My son's pre-shcool teacher lost her mother a few days ago. She is more than just a pre-school teacher, she also sometimes babysits for us. My sons really love her and we are almost friends but not close friends by any means. I did not know her Mom at all. They are holding a visitation on Monday and a service and funeral on Tuesday. Should I go to any of them? What is the norm? I was thinking to just go to the visitation with the older DS for a short while, but I really don't know what i should do. Any one knows about funeral etiquette?

Replies

  • Peanutx3
    January 13, 2013 at 4:17 PM

    It is whatever you are comfortable with.

  • leavinglasvegas
    January 13, 2013 at 4:22 PM

    I'd go to the visitation to pay respects on Monday.
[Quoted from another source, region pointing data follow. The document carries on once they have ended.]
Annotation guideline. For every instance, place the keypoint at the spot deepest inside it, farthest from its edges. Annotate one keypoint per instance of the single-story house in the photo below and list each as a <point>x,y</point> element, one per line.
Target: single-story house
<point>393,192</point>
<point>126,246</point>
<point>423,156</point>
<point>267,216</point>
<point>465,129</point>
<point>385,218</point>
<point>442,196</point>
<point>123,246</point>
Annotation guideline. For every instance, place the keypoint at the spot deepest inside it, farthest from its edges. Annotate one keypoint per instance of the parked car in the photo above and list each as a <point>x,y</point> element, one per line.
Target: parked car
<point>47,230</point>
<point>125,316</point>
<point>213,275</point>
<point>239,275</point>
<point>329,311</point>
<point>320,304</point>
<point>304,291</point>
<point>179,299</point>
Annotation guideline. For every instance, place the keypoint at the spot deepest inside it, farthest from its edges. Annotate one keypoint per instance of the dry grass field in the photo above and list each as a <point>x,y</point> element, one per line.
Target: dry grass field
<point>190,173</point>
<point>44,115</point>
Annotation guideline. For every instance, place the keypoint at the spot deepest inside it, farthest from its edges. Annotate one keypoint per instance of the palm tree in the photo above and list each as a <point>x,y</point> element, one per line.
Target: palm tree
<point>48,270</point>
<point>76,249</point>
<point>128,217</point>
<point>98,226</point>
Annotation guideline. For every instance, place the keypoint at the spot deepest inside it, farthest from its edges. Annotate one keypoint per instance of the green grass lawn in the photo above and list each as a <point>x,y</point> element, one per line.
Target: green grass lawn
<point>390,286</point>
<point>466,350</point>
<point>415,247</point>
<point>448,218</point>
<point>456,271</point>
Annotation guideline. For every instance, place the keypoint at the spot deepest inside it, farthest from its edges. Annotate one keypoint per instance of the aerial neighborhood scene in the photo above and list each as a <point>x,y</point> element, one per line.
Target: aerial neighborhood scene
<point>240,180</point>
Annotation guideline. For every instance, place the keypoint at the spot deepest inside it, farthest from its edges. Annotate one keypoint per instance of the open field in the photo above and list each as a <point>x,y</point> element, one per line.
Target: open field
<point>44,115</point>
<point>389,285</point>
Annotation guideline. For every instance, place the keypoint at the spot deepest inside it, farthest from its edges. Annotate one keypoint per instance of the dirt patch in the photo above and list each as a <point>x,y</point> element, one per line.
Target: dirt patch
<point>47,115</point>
I wouldn't take older DS unless he's old enough to understand exactly why he is there.

  • nb34
    by nb34
    January 13, 2013 at 4:26 PM

    Older DS has been to two funerals befor. He kind of understands. As much as a 6 1/12 old can possibly understand. I can't leave him because he gets out of school and there is no one to watch him. DH is going to be out of town. So what should I do, if the choice is between taking him or not going at all?

    Quoting leavinglasvegas:

    I'd go to the visitation to pay respects on Monday. I wouldn't take older DS unless he's old enough to understand exactly why he is there.


  • JoshRachelsMAMA
    JRM
    January 13, 2013 at 4:28 PM
    Go. Show your respects and be brief.

    Quoting nb34:

    Older DS has been to two funerals befor. He kind of understands. As much as a 6 1/12 old can possibly understand. I can't leave him because he gets out of school and there is no one to watch him. DH is going to be out of town. So what should I do, if the choice is between taking him or not going at all?

    Quoting leavinglasvegas:

    I'd go to the visitation to pay respects on Monday. I wouldn't take older DS unless he's old enough to understand exactly why he is there.


  • leavinglasvegas
    January 13, 2013 at 4:29 PM

    If he's been to funerals before and seemed ok with it, then take him if you think he'll be fine. Not sure if this is more of a wake where the body is in full view - and if he hasn't had that experience, it might freak him out. I've been to hundreds of wakes and it's still odd to me.  I understand the history of the practice....still weird to be doing it now, but whatever makes people feel better.

  • singlemom1208
    January 13, 2013 at 4:30 PM
    I think the visitation would be more appropriate than the funeral and maybe send a nice plant or flowers
  • FromAtoZ
    January 13, 2013 at 4:30 PM

    Oh, I am not sure.  Are people 'invited' to funerals these days?

    The thought that you want to go for her is indeed kind and loving. 

  • JCB911
    by JCB911
    January 13, 2013 at 4:37 PM

    If you can go by yourself then for sure go - it's a huge comfort to the family to SEE their support.  If you can only go with your DS, then maybe go and be brief and/or send flowers etc.


  • Mommy_of_Riley
    Jes
    January 13, 2013 at 4:37 PM
    I would go to the visitation to pay my respects.
  • Themis_Defleo
    January 13, 2013 at 4:43 PM

    Go.  Sign the register.  Greet her and give her your condolences.  If you know nobody else there, don't stay around because she might feel obligated to visit with you so you're not alone.  

    She will appreciate that you care enough about her to be there to pay your respects.